Molecular Docking and Simulation Analysis: Uncover Potential Phytochemical Inhibitors of the SARS-CoV-2 Main Protease

The global outbreak of severe acute respiratory syndrome coronavirus 2 (SARS-CoV-2) in 2020 has had a profound worldwide impact, with over 773 million confirmed cases reported across multiple countries. To mitigate this crisis, several vaccines and repurposed drugs have been deployed under emergency use authorization. However, concerns remain regarding the side effects and limited efficacy of some repositioned therapeutics. In the search for alternative strategies, computational approaches have identified numerous potential inhibitors of the viral main protease (Mpro), a key enzyme in viral replication. In this study, we compiled a phytochemical library of 2,453 compounds with reported antiviral properties, curated through an extensive literature review.
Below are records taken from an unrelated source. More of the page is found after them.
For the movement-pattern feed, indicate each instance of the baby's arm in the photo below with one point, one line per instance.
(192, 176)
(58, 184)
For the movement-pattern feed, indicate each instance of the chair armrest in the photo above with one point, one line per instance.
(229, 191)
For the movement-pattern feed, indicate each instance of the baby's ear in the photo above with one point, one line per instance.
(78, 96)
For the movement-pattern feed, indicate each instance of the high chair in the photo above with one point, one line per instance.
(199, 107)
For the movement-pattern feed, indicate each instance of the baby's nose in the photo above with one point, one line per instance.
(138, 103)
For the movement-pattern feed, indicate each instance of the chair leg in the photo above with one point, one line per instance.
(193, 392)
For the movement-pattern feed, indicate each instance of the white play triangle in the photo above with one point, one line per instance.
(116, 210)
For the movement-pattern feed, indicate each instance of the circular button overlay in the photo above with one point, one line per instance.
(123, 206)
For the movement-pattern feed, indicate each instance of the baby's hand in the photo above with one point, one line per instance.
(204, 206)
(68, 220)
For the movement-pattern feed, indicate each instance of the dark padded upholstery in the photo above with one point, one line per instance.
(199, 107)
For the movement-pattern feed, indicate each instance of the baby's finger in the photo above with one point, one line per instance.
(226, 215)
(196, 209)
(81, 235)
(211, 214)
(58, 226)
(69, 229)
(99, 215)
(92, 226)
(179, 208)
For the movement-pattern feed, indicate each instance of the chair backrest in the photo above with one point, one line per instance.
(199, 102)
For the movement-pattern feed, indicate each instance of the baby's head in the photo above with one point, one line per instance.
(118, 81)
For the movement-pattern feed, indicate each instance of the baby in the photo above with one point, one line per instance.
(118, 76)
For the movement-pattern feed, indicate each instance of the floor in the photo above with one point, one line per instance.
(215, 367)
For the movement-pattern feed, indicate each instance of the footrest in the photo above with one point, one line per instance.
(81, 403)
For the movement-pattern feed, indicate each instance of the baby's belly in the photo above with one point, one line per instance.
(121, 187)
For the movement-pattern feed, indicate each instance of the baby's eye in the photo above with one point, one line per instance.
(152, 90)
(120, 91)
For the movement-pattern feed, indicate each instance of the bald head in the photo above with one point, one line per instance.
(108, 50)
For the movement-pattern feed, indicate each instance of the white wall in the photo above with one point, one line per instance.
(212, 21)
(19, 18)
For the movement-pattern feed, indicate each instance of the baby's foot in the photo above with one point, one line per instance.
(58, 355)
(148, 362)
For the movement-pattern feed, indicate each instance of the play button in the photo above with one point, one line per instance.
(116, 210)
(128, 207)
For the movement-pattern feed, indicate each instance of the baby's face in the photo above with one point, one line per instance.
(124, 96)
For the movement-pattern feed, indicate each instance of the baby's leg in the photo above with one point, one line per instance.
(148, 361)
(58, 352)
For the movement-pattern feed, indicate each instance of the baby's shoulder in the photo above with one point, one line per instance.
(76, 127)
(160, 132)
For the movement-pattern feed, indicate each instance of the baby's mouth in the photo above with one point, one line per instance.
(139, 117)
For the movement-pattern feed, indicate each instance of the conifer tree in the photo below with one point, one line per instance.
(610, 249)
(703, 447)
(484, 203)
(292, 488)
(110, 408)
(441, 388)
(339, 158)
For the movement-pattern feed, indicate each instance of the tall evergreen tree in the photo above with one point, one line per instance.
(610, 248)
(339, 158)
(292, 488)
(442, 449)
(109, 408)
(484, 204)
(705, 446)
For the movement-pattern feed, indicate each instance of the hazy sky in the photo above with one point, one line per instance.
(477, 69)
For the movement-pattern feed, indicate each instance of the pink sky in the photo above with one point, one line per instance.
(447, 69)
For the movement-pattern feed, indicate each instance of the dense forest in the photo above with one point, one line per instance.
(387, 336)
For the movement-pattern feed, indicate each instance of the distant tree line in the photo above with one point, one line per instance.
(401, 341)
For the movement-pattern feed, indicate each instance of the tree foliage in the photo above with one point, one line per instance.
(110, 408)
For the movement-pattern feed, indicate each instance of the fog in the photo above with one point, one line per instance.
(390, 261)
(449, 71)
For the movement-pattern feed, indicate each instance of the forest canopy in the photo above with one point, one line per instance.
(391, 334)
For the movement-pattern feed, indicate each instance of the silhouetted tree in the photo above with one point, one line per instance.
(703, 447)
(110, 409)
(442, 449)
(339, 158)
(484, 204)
Virtual molecular docking analysis identified five bioactive compounds- theaflavate C, theaflavin-3,3′-O-digallate, amentoflavone, hinokiflavone, and theaflavin-3-gallate-that displayed notably high binding affinities toward SARS-CoV-2 Mpro, with docking scores ranging from –10.1 to –9.7 kcal/mol. These top candidates were subsequently subjected to 20-nanosecond molecular dynamics (MD) simulations using the GROMACS package. Post MD analysis and MM-PB/GBSA calculations indicated that four out of the top five docked compounds exhibit significant stability, flexibility, and favorable binding affinity towards the COVID-19 Mpro (Mpro). Phytochemicals: Theaflavin-3,3-O-digallate, amentoflavone, hinokiflavone and theaflavin3-gallate can be used to design effective antiviral drugs against the SARS- CoV-2.